Murray Richard E, Ryan Patrick B, Reisinger Stephanie J
United BioSource Corporation, Harrisburg, PA, USA.
AMIA Annu Symp Proc. 2011;2011:1176-85. Epub 2011 Oct 22.
Evaluating performance characteristics of analytic methods developed to identify treatment effects in longitudinal healthcare data has been hindered by lack of an objective benchmark to measure performance. Relationships between drugs and subsequent treatment effects are not precisely quantified in real-world data, and simulated data offer potential to augment method development by providing data with known, measurable characteristics. However, the use of simulated data has been limited due to its inability to adequately reflect the complexities inherent in real-world databases that are necessary for effective method development. The goal of this study was to develop and evaluate a model for simulating longitudinal healthcare data that adequately captures these complexities. An empiric design was chosen that utilizes the characteristics of a real healthcare database as simulation input. This model demonstrates the potential for simulated data with known characteristics to adequately reflect complex relationships among diseases and treatments as recorded in healthcare databases.

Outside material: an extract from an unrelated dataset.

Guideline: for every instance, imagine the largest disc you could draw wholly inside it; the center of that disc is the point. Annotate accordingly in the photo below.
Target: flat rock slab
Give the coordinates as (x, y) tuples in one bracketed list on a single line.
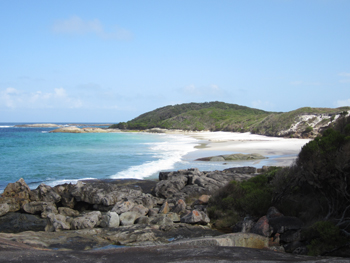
[(145, 185), (10, 252)]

评估为识别纵向医疗数据中的治疗效果而开发的分析方法的性能特征,一直因缺乏衡量性能的客观基准而受到阻碍。在真实世界数据中,药物与后续治疗效果之间的关系并未得到精确量化,而模拟数据通过提供具有已知、可测量特征的数据,为方法开发提供了助力。然而,由于模拟数据无法充分反映有效方法开发所需的真实世界数据库中固有的复杂性,其应用受到了限制。本研究的目的是开发并评估一个用于模拟纵向医疗数据的模型,该模型能够充分捕捉这些复杂性。我们选择了一种经验性设计,利用真实医疗数据库的特征作为模拟输入。该模型证明了具有已知特征的模拟数据有潜力充分反映医疗数据库中记录的疾病与治疗之间的复杂关系。